Another distinctive feature is the use of a total of 125 cubic metres of Miscanthus, or Elephant grass, in the kerbstones, pavement tiles and other concrete elements. “A proportion of this Miscanthus is grown on undeveloped areas of the business park,” Moerke explains. “Together with circular concrete, it’s part of Bio Bound, as the circular, biobased concrete products are called. A total of 19,500 units have been used in constructing the infrastructure at Schiphol Trade Park.”
The business park is also as circular as possible below ground, Moerke says. “Recycled concrete has been used in parts of the sewer system, namely the drains and culverts: 20% – the maximum percentage that the KOMO quality mark currently allows. The sewer pipes with a smaller diameter are not made of PVC but of PP. Thanks to this combination of materials, the main sewer has a lifespan of around 100 years.”

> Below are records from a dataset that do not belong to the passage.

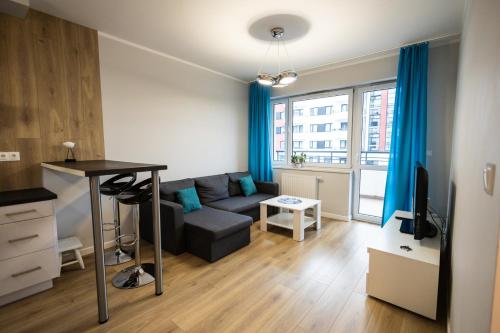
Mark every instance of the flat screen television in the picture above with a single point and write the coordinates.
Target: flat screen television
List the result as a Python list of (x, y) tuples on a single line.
[(419, 225)]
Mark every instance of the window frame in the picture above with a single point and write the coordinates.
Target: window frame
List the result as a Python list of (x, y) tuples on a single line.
[(285, 132), (288, 101)]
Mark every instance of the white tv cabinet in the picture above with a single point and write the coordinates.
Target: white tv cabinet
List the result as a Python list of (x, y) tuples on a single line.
[(408, 279)]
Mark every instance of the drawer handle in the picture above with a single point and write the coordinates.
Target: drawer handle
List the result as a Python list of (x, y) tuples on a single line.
[(27, 271), (21, 213), (23, 238)]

The aggregate (around 20,000 tonnes) and sand (around 5,000 cubic meters) that were required as a base layer were obtained entirely from the Schiphol Trade Park area. “Before the project was awarded to us, we had already identified which materials were available and where in the immediate vicinity,” Moerke says. “We immediately claimed them. It was a challenge also to use them in the design.”
SADC’s decision to choose KWS was not only due to ‘large, substantial solutions’, such as the use of recycled asphalt, biobased paving, and sand and aggregate from the surrounding area, Moerke says, but also ‘small, creative solutions’. “We considered absolutely every part of the project: can it also be circular and if so, how?”
Agreements were made with suppliers on the reduction of packaging materials, used coffee grounds collected in the site huts were given a second lease of life as a substrate in mushroom cultivation, and sophisticated logistics ensured that the number of transport kilometres was minimised. “All the lorries and other equipment also run on CO₂-saving diesel, a non-fossil, synthetic fuel made from waste products,” Moerke explains. “Compared to fossil diesel, this results in a reduction in emissions of more than 89% for CO₂, 10 to 34% for particulate matter, 5 to 37% for NOx and more than 99% for sulphur.”
Presenting its half-year figures, KWS’s parent company VolkerWessels stated that “we expect that the recent decision of the Council of State in the Netherlands on nitrogen emissions may have a significant negative effect on infrastructure and certain construction projects”. However, work at Schiphol Trade Park has not been hindered by the nitrogen issue.
Moerke expects KWS to be able to deliver the main infrastructure this year. He estimates that the rolling stock will by then have used around 150,000 litres of CO₂-saving diesel. And with newly acquired knowledge and experience, both SADC N.V. and KWS will be able to focus on further developments and projects according to circular principles. “Schiphol Trade Park demonstrates that we are on the right track,” Moerke believes. “The development of new circular materials is in full swing. With the MEAT method as a good starting point for circular tenders, it’s up to clients and market participants to tango together to develop infrastructure that will ultimately be 100% circular.”